22.15,16 — Acaso, teu pai [...] não exercitou o juízo e a justiça? Essa pergunta retórica identifica Josias, pai de Jeoaquim, como um rei modelo. Conhecer-me: Israel perecia por sua falta de conhecimento de Deus (Os 4.6). O conhecimento do Senhor aqui está relacionado à preocupação com a causa do aflito e do necessitado (Jr 20.13).

22.17 — Jeoaquim não seguiu os passos de Josias. Avareza [...] sangue inocente, afim de derramá-lo [...] opressão e violência. Essa tríade de pecados que caracterizava o reinado de Jeoaquim transmitia uma mensagem bastante marcante para Judá com relação ao colapso do reinado.

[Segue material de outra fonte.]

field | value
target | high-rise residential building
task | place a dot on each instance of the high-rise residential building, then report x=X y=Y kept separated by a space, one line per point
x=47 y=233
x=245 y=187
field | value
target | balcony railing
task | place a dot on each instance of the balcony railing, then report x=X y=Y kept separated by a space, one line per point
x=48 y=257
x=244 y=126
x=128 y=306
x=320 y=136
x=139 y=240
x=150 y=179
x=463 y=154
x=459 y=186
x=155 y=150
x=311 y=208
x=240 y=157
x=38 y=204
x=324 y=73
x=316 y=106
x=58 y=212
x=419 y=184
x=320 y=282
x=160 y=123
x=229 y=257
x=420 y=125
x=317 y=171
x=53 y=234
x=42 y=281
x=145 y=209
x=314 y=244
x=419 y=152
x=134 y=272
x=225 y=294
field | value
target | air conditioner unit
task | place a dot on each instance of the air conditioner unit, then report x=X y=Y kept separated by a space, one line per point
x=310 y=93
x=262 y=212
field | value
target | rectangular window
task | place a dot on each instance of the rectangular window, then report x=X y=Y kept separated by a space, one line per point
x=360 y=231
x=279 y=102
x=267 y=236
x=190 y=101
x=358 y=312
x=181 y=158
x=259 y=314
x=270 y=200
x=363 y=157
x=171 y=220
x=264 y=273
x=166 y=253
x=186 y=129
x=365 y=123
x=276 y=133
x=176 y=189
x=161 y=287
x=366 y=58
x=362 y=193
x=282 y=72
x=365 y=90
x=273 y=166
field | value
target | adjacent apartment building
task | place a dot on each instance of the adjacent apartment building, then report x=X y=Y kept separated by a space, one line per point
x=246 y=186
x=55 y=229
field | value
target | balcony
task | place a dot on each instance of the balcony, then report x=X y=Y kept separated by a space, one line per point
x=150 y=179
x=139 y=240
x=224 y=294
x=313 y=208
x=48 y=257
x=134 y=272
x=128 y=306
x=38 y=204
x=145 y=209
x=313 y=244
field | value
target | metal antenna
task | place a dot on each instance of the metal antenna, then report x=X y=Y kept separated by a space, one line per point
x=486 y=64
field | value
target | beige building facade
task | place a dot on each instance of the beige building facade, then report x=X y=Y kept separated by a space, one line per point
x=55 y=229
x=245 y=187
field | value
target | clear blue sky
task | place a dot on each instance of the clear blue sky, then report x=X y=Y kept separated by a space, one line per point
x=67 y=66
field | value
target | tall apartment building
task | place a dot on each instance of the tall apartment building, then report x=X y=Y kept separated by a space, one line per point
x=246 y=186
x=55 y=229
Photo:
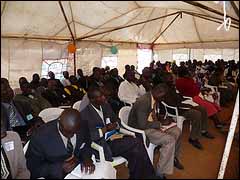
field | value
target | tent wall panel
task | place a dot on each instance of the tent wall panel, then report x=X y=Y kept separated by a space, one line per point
x=126 y=56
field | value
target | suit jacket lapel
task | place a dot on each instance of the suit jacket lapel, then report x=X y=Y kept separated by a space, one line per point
x=59 y=141
x=96 y=115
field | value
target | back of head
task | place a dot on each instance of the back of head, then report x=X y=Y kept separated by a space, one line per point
x=7 y=93
x=51 y=75
x=4 y=120
x=44 y=82
x=92 y=91
x=69 y=122
x=26 y=88
x=73 y=80
x=183 y=72
x=159 y=91
x=36 y=77
x=22 y=80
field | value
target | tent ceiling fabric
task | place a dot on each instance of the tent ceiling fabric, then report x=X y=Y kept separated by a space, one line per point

As violações da aliança não ficariam impunes.

22.18,19 — Um rei com um caráter tão desprezível como o de Jeoaquim não merecia receber lamento. Sepultura de jumento: em vez de receber um funeral digno de um rei, Jeoaquim teria um enterro ignóbil, como um animal, sozinho, e sem receber lamento.

22.20-23 — Nesse lamento sobre a cidade santa, Jerusalém é descrita como uma mulher abusada e humilhada, com muitos amantes estrangeiros.

22.20 — Jerusalém é convocada para lamentar sua destruição nas regiões montanhosas do norte — Líbano, do nordeste — Basã, e nas regiões montanhosas do sudeste — Abarim. Namorados provavelmente refere-se ao passado de Judá e seus atuais aliados políticos, tais como a Fenícia, Arã, Moabe e o Egito.

22.21 — Deus havia falado a Israel e a Judá em períodos de prosperidade, como nos dias de Azarias, Jeroboão II e Josias, mas o povo não deu ouvidos às palavras dos profetas, dos reis justos, dos sacerdotes e de outros líderes.

22.22,23 — O vento conduzirá para longe todos os governantes (nvi). Os ventos de adversidade e de invasão levariam embora os líderes e os aliados de Judá. A nação seria envergonhada por ter se envolvido em alianças tão fúteis. Líbano, nesse trecho, refere-se a Jerusalém (em contraste com o Jr 20). Cedros diz respeito aos luxuosos palácios reais na cidade (Ez 17.1-10).

22.24-30 — Jeconias, também conhecido como Joaquim, sucedeu seu pai em 598 a.C., sob a ameaça de cerco dos babilônios como resultado da rebelião de Jeoaquim. O selo do anel do rei, um símbolo de seu poder e de sua autoridade, foi utilizado para selar documentos oficiais da corte. Joaquim não podia servir a Deus dessa maneira por causa de seu reinado maligno (2 Rs 24-9). Ele permaneceu no trono por três meses, até que ele e sua família foram exilados para a Babilônia por ordens de Nabucodonosor (2 Rs 24-6-16). Tua mãe refere-se a Neústa, a rainha-mãe de Joaquim, então com 18 anos. O rei foi libertado da prisão após a morte de Nabucodonosor (2 Rs 25.27).